I have an 8MPLUSLPD4-EVK Evaluation Kit for the i.MX 8M Plus Applications Processor which I am using to develop optimised OpenCL code for the GC7000UL GPU contained in the onboard NXP i.MX 8M Plus. Can you point me to any documentation for the GC7000UL GPU, please? The IMX_GRAPHICS_USERS_GUIDE.pdf contains some rudimentary information, but I'd like some more detailed information, such as:
- Do the "Floating Point Execution Unit" and the "Integer Execution Unit", which are shown as being separate in Figure 6 on page 58/182, operate in parallel? In other words, if I convert some of my integer arithmetic to use floating point and then interleave floating point and integer arithmetic, would I expect to see a speed-up relative to using purely integer operations (given that my kernel is compute-bound)?
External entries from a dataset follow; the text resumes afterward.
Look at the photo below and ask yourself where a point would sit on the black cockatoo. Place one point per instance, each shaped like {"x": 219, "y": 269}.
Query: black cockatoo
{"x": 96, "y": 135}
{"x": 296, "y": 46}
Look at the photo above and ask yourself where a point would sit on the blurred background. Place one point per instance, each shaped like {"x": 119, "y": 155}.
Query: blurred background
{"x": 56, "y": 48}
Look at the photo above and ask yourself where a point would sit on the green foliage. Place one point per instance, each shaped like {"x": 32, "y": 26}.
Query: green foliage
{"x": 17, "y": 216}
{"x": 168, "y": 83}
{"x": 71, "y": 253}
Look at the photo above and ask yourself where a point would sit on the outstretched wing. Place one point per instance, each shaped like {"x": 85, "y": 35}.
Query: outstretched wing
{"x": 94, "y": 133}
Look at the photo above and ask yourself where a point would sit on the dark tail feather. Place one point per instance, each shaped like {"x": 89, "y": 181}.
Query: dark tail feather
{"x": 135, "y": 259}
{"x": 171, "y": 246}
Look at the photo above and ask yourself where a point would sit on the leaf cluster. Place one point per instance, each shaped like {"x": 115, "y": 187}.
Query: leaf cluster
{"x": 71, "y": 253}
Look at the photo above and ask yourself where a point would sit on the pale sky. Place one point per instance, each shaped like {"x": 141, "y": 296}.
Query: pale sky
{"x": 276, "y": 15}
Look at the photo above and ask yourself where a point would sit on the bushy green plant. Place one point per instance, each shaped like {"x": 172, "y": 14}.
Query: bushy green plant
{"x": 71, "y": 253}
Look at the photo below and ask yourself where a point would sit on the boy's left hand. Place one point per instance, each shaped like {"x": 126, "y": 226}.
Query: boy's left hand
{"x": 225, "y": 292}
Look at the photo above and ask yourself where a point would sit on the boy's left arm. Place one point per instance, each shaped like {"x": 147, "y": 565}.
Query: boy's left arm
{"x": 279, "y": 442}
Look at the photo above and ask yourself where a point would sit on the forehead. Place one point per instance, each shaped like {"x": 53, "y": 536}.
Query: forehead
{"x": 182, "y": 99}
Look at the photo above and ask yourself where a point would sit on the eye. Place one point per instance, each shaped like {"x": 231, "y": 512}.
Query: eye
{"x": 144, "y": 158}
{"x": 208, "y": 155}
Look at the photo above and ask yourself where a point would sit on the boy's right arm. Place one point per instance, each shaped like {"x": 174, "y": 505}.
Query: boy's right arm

- How much "private memory" does the GC7000UL have in terms of on-chip registers (as opposed to "System Memory" simulating private memory)?
- Does the GC7000UL support "threading"?
- Table 17 says that the GC7000UL is "Full Profile". How does this relate to section 5.3 which talks about "Optimization for OpenCL embedded profile"?
Any pointers/tips/hints/suggestions appreciated - thanks!